3-separating collections of partitions of n elements

n = 6 with 3 partitions

[[0,2],[1,3],[4,5]]
[[0,3],[1,5],[2,4]]
[[0,5],[1,2],[3,4]]

n = 9 with 4, see above

n = 10 with 5

[[0,1,2,9],[3,5],[4,6,7,8]]
[[0,2,5,8],[1,3,4,7],[6,9]]
[[0,3,6,7],[1,8],[2,4,5,9]]
[[0,4],[1,5,6,7],[2,3,8,9]]
[[0,5,6,8],[1,3,4,9],[2,7]]

n = 12 with 6

[[0,1,2,3,6],[4,7,8,9,10],[5,11]]
[[0,1,2,3,11],[4,5,7,10],[6,8,9]]
[[0,1,5,6,7],[2,8,10,11],[3,4,9]]
[[0,4,5,6,7,9],[1,11],[2,3,8,10]]
[[0,4,8],[1,3,5,6,10],[2,7,9,11]]
[[0,9,10,11],[1,3,7,8],[2,4,5,6]]

n = 14 with 7

[[0,1,2,13],[3,7,9,10,11],[4,5,6,8,12]]
[[0,1,3,6,11,12,13],[2,5,7,9],[4,8,10]]
[[0,2,3,4,6,9,10],[1,5,8],[7,11,12,13]]
[[0,3,5,11],[1,8,9,12,13],[2,4,6,7,10]]
[[0,4,7,12],[1,6,10,11,13],[2,3,5,8,9]]
[[0,5,7,8,11,12],[1,3,4],[2,6,9,10,13]]
[[0,6,9],[1,5,7,10,13],[2,3,4,8,11,12]]

n = 20 with 10

[[0,1,3,6,7,13,15],[2,4,10,14,16,19],[5,8,9,11,12,17,18]]
[[0,1,11,12,14,15],[2,3,4,6,7,9,18],[5,8,10,13,16,17,19]]
[[0,2,3,8,14,17],[1,6,9,10,13,15,19],[4,5,7,11,12,16,18]]
[[0,2,13,16,18],[1,4,5,9,12,15],[3,6,7,8,10,11,14,17,19]]
[[0,3,4,11,12,13,14,17],[1,2,7,8,9,15,16,19],[5,6,10,18]]
[[0,3,5,7,8,10,12,16,19],[1,2,6,17,18],[4,9,11,13,14,15]]
[[0,3,9,12,15,16],[1,5,7,8,19],[2,4,6,10,11,13,14,17,18]]
[[0,4,6,8,12,16],[2,7,9,11,13],[3,5,10,14,15,17,18,19]]
[[0,5,6,12,13,15,17],[1,4,9,14,18,19],[2,3,7,8,10,11,16]]
[[0,9,10,14,17],[1,2,4,5,6,7,8,13,18],[3,11,12,15,16,19]]

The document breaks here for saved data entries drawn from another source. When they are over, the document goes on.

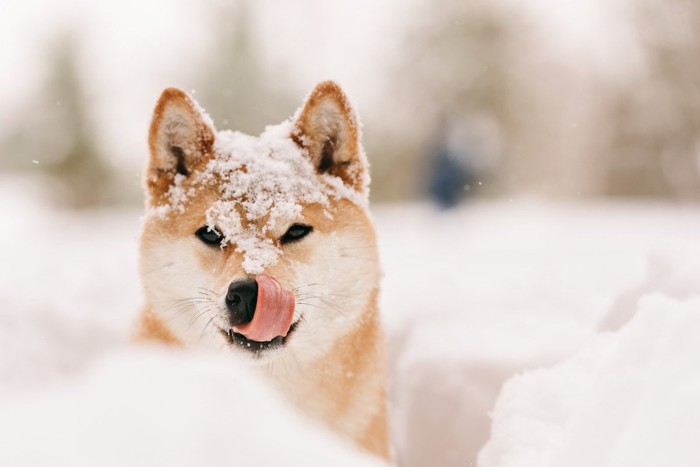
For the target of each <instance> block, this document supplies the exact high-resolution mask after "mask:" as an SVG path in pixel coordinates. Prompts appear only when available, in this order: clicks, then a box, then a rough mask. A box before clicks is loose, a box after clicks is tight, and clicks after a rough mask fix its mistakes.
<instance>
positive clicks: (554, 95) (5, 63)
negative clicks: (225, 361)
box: [0, 0, 700, 208]
mask: <svg viewBox="0 0 700 467" xmlns="http://www.w3.org/2000/svg"><path fill="white" fill-rule="evenodd" d="M699 31H700V5H699V4H697V2H693V1H691V0H679V1H677V2H673V4H672V5H669V4H668V2H663V1H660V0H658V1H657V0H634V1H632V0H612V1H611V0H606V1H603V0H594V1H584V0H579V1H569V2H557V1H555V0H532V1H528V2H517V1H508V0H500V1H470V2H458V1H446V0H408V1H405V0H401V1H399V0H384V1H380V2H376V1H370V0H359V1H354V2H343V1H339V0H331V1H325V0H324V1H321V0H300V1H296V2H276V1H271V0H262V1H257V2H253V1H244V0H240V1H221V0H211V1H200V0H197V1H194V0H177V1H167V2H166V1H161V0H144V1H142V2H138V3H133V2H117V1H113V2H99V3H95V2H89V1H85V0H65V1H61V2H58V1H48V0H27V1H22V2H19V1H4V2H3V3H2V5H0V43H1V44H2V46H1V47H0V62H1V63H3V70H4V73H2V74H0V102H1V103H2V105H0V154H2V158H1V159H0V169H1V170H2V173H3V176H5V177H7V176H21V177H23V178H27V179H34V178H37V179H40V180H42V184H44V183H51V186H52V187H53V188H52V189H51V197H50V198H51V202H52V203H55V204H56V205H60V206H63V207H70V208H84V207H91V206H101V205H115V204H125V203H126V204H138V203H140V199H141V193H140V173H141V168H142V166H143V164H144V161H145V158H146V155H147V153H146V144H145V135H146V131H147V128H148V123H149V118H150V112H151V110H152V107H153V105H154V102H155V100H156V99H157V97H158V95H159V93H160V91H161V90H162V89H163V88H164V87H166V86H171V85H175V86H179V87H182V88H183V89H186V90H188V91H189V92H191V93H192V94H193V95H194V96H195V98H197V99H198V100H199V101H200V103H201V104H202V105H203V106H204V107H205V108H206V109H207V110H208V111H209V112H210V113H211V115H212V117H213V118H214V120H215V123H216V125H217V127H218V128H220V129H223V128H231V129H237V130H240V131H243V132H247V133H252V134H259V133H260V132H261V131H262V129H263V128H264V125H266V124H270V123H276V122H279V121H281V120H283V119H284V118H286V117H287V116H289V115H291V114H292V112H293V111H294V110H295V109H296V108H297V107H298V106H299V105H300V104H301V102H302V98H303V96H304V95H305V94H306V93H307V92H309V90H310V89H311V88H312V87H313V85H314V84H315V83H316V82H318V81H321V80H324V79H336V80H338V81H339V82H341V84H342V85H343V86H344V87H345V88H346V90H347V92H348V93H349V94H350V95H351V96H353V98H354V99H355V101H356V104H357V107H358V108H359V111H360V114H361V116H362V119H363V121H364V125H365V133H364V134H365V145H366V149H367V152H368V155H369V158H370V161H371V163H372V169H373V180H374V183H373V189H372V196H373V200H374V201H403V200H418V199H425V198H431V199H433V200H435V201H437V202H438V203H440V204H441V205H443V206H451V205H453V204H455V203H457V202H459V201H460V200H463V199H465V198H469V197H482V196H485V197H511V196H513V195H518V194H534V195H543V196H547V197H558V198H572V197H582V198H591V197H596V198H602V197H628V198H629V197H644V198H662V199H670V200H674V201H694V200H696V199H698V197H699V195H700V183H698V182H699V181H700V180H698V178H699V177H700V171H699V167H700V162H699V161H700V156H699V154H700V139H699V135H700V133H699V129H700V112H699V111H698V110H699V109H698V107H699V106H700V89H698V85H697V83H698V82H700V65H698V63H697V62H698V60H697V57H698V56H699V52H700V50H699V49H700V40H699V39H700V38H699V37H698V35H699V34H700V32H699ZM59 193H60V194H59Z"/></svg>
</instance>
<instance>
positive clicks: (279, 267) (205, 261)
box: [137, 81, 388, 458]
mask: <svg viewBox="0 0 700 467" xmlns="http://www.w3.org/2000/svg"><path fill="white" fill-rule="evenodd" d="M360 139H361V135H360V123H359V120H358V117H357V115H356V113H355V111H354V109H353V107H352V106H351V104H350V102H349V100H348V98H347V97H346V96H345V94H344V93H343V91H342V90H341V89H340V87H339V86H338V85H337V84H335V83H334V82H331V81H328V82H323V83H321V84H319V85H318V86H316V88H315V89H314V90H313V91H312V92H311V94H310V95H309V96H308V98H307V99H306V101H305V103H304V104H303V106H302V107H301V108H300V109H299V110H298V111H297V112H296V114H295V115H294V116H293V117H292V118H290V119H288V120H287V121H285V122H283V123H282V124H280V125H276V126H268V127H267V128H266V129H265V131H264V132H263V133H262V134H261V135H260V136H259V137H253V136H249V135H245V134H242V133H239V132H234V131H228V130H226V131H219V132H217V130H216V129H215V128H214V125H213V122H212V121H211V119H210V118H209V117H208V116H207V115H206V113H205V112H204V111H203V110H202V109H201V108H200V107H199V105H198V104H197V103H196V102H195V101H194V100H193V99H192V98H191V97H190V96H189V95H188V94H186V93H185V92H183V91H181V90H179V89H175V88H169V89H166V90H165V91H164V92H163V93H162V95H161V97H160V99H159V101H158V103H157V105H156V108H155V111H154V114H153V119H152V122H151V127H150V133H149V149H150V158H149V161H148V165H147V170H146V183H145V184H146V217H145V221H144V227H143V232H142V237H141V243H140V255H141V257H140V258H141V259H140V272H141V277H142V282H143V287H144V291H145V297H146V305H145V307H144V310H143V313H142V314H141V318H140V322H139V330H138V335H137V338H139V339H148V340H159V341H163V342H166V343H169V344H175V345H180V346H184V347H207V348H212V349H215V350H217V351H222V352H229V353H230V354H231V355H232V356H234V357H235V358H242V359H245V360H247V361H249V362H251V363H252V364H256V365H260V366H261V369H262V370H263V371H264V373H265V374H266V375H267V376H268V377H269V378H270V379H271V380H272V382H273V384H274V385H276V386H277V387H278V388H279V389H280V390H281V392H282V393H283V394H284V395H285V396H287V397H288V398H289V399H290V400H291V401H292V402H293V403H294V404H295V405H296V406H298V407H299V408H300V409H301V410H302V411H303V412H305V413H306V414H308V415H310V416H311V417H312V418H315V419H317V420H319V421H321V422H322V423H324V424H325V425H327V426H328V427H330V428H331V429H332V430H334V431H336V432H338V433H340V434H341V435H343V436H345V437H346V438H348V439H350V440H351V441H353V442H354V443H356V444H357V445H358V446H360V447H361V448H363V449H364V450H366V451H369V452H371V453H374V454H376V455H378V456H381V457H384V458H388V435H387V420H386V407H385V371H384V366H383V356H382V353H383V350H382V337H381V330H380V326H379V320H378V316H377V294H378V282H379V277H380V271H379V267H378V260H377V249H376V240H375V233H374V229H373V226H372V222H371V219H370V216H369V213H368V206H367V204H368V191H369V172H368V164H367V160H366V157H365V154H364V151H363V148H362V145H361V141H360Z"/></svg>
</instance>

(there is on element missing in one of the partitions, that means it does not matter in which class it goes, separation will be achieved in any case)

This suggests that we can find, for each n, a 3-separating collection of n/2 partitions. Can you prove this?